Question

Show that for any positive integers n and any base b , there must some power of b lying in the range $\left[b,bn\right]$.

Short answer

To show that some power of b falls in the range of $\left[n,bn\right]$

Step-by-step solution

Introduction

With each integer values n and so any base b , basic process of designing algorithms is used to argue that there must be some power of b lying in the range $\left[n,bn\right]$. Each algorithm's execution duration is determined by the randomness of our inputs.

In the above question any positive integers either it is n and any base as b , it must be power of b lying with the range of n and bn . To check or understand see base information theory.

Condition of origin:

Here,n is a positive integer and b would be any base, as shown by numerically solving.

Assume n=1 and b as the basis.

As a result, there is a power of b that falls inside the range$\left[1,b\right]$ .

Proving

Hypothesis via Induction:

Look at the fact that for each given base number b and n=k, there must be a factor of b inside the range $\left[k,bk\right]$.

Within interval $\left[k,bk\right]$, there persists a strength of b , say, bp , for some base b and positive integer k .

The proof:

Its proven assertion holds with $n=k+1$, i.e., for each set of base number b, a power of b within range $\left[\left(k+1\right),b\left(k+1\right)\right]$ exists at all times.

To get all the bottom limits' area, do the following:

By inductive inference, if $bp>k$, then k is a positive integer and bp should be in the range $\left[k,bk\right]$.

As a result, the following integer as in k value is k+1 .

As a result, the sentence $bp>k$may be written $bp\ge \left(k+1\right)$.
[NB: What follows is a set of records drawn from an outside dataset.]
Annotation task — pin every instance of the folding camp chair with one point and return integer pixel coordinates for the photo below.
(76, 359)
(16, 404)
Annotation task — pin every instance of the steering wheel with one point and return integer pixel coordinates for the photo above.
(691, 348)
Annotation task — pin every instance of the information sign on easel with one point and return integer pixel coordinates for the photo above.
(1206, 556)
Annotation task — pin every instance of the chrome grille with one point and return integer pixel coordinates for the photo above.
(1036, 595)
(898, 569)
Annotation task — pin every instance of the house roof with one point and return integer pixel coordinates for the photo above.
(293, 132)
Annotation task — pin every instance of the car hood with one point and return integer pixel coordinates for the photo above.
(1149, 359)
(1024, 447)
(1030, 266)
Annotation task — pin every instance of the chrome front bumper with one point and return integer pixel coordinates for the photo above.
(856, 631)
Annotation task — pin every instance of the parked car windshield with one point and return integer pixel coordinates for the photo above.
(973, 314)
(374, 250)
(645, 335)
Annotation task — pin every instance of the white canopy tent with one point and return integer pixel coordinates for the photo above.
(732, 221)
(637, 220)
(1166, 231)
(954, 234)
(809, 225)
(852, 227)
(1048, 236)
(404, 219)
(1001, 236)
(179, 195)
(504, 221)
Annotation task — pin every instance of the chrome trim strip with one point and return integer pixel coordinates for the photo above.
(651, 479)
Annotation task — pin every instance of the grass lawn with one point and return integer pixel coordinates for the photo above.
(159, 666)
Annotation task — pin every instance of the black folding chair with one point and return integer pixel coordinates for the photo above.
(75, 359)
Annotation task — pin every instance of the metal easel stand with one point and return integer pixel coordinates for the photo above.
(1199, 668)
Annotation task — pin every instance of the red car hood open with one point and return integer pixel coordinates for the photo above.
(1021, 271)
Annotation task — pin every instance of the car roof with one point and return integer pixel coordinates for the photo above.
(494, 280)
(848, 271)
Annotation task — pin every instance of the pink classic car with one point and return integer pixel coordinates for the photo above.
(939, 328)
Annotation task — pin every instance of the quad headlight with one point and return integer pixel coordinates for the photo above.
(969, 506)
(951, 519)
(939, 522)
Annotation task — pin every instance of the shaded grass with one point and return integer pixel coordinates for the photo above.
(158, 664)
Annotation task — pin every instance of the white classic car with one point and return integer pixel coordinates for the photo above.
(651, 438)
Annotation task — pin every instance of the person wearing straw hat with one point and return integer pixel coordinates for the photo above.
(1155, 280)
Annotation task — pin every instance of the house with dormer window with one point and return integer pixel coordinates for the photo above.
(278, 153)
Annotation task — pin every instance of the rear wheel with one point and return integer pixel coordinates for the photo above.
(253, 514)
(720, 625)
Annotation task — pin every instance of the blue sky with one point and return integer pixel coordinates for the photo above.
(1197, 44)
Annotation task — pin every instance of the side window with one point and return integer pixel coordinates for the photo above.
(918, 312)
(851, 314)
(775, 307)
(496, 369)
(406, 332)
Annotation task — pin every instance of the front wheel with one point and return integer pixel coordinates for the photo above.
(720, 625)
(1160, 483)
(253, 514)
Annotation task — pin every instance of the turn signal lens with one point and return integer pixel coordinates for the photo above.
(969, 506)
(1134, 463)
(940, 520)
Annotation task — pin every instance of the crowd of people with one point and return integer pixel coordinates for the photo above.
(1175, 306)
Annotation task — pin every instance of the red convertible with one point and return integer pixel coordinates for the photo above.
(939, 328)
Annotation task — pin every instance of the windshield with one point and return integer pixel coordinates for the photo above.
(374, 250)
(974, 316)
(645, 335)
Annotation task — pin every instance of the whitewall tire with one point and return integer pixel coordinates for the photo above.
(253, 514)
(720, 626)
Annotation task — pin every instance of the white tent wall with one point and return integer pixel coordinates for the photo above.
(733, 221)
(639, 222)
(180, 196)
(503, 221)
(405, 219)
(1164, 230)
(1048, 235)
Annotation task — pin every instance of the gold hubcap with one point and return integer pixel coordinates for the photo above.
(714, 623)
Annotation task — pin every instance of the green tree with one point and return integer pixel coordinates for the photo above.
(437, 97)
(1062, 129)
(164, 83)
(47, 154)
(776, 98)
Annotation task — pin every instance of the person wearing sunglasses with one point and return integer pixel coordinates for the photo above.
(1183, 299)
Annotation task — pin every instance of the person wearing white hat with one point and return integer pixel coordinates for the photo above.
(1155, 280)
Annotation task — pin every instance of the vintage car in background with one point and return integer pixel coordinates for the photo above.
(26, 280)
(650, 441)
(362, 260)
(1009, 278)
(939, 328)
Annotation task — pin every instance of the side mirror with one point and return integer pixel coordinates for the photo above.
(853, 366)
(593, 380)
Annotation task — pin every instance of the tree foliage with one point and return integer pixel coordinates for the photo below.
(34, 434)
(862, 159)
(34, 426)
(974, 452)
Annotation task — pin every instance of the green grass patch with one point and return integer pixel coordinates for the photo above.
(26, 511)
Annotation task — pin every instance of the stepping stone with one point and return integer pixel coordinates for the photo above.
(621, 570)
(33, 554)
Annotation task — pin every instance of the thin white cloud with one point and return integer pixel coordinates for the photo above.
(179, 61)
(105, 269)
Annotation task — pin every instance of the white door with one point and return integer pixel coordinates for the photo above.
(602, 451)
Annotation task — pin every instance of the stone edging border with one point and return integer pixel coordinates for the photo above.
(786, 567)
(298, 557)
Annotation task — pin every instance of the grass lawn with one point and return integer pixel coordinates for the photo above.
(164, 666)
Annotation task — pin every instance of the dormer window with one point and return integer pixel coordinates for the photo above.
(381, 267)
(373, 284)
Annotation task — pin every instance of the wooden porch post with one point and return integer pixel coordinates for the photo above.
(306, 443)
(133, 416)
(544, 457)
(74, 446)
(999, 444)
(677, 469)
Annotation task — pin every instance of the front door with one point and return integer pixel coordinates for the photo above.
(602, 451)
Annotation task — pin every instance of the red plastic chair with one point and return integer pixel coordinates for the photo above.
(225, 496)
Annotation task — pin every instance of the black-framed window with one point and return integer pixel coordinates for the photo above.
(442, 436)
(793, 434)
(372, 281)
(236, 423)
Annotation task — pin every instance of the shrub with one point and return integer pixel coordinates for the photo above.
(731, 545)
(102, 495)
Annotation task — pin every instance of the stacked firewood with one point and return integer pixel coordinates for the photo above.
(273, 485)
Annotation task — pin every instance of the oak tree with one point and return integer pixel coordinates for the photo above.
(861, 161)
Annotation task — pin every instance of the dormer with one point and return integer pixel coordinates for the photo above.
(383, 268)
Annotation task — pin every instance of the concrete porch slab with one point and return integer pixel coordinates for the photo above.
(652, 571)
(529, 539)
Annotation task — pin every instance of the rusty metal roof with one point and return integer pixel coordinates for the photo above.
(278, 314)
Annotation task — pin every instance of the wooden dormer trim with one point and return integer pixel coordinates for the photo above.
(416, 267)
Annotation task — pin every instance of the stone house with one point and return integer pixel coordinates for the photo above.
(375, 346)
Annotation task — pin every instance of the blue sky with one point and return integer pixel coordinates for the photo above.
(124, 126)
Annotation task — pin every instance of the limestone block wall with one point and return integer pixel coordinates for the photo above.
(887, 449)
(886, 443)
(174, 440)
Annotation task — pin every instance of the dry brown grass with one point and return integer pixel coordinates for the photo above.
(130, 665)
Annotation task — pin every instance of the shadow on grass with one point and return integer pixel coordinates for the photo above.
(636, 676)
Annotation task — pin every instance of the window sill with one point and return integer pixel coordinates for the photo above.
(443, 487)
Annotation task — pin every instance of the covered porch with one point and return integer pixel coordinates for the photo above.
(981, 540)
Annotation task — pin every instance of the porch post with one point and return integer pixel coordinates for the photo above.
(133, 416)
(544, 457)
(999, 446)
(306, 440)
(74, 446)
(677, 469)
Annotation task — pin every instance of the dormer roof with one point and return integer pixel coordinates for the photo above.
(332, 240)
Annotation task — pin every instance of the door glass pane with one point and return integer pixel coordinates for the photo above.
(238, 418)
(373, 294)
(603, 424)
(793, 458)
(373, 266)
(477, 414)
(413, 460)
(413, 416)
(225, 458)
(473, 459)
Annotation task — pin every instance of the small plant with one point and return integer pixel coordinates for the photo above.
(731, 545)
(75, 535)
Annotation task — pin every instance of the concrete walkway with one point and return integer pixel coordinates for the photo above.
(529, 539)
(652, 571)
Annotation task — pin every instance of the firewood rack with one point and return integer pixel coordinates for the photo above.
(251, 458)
To have the higher boundaries' area, do the following:

Assume the logical premise bp=k .

Multiply either system of equations by b.

This is undeniably true.

$$\begin{gathered} b\left(b^p\right)=bk \\ bk<b\left(k+1\right) \\ \to b{b}^p<b\left(k+1\right) \\ \to b^{p+1}<b\left(k+1\right) \\ \to \left(k+1\right)\le b^p\le b^{p+1}<\left(k+1\right) \\ \to \left(k+1\right)\le b^p<b\left(k+1\right) \end{gathered}$$

As a result, it is shown that for each positive integer $\left(k+1\right)$ and b , there exists some power of b in the region $\left(k+1\right),b\left(k+1\right)$.

As a result, there exists some power of b in the range $\left[n,bn\right]$ for each positive integer n and also any base b.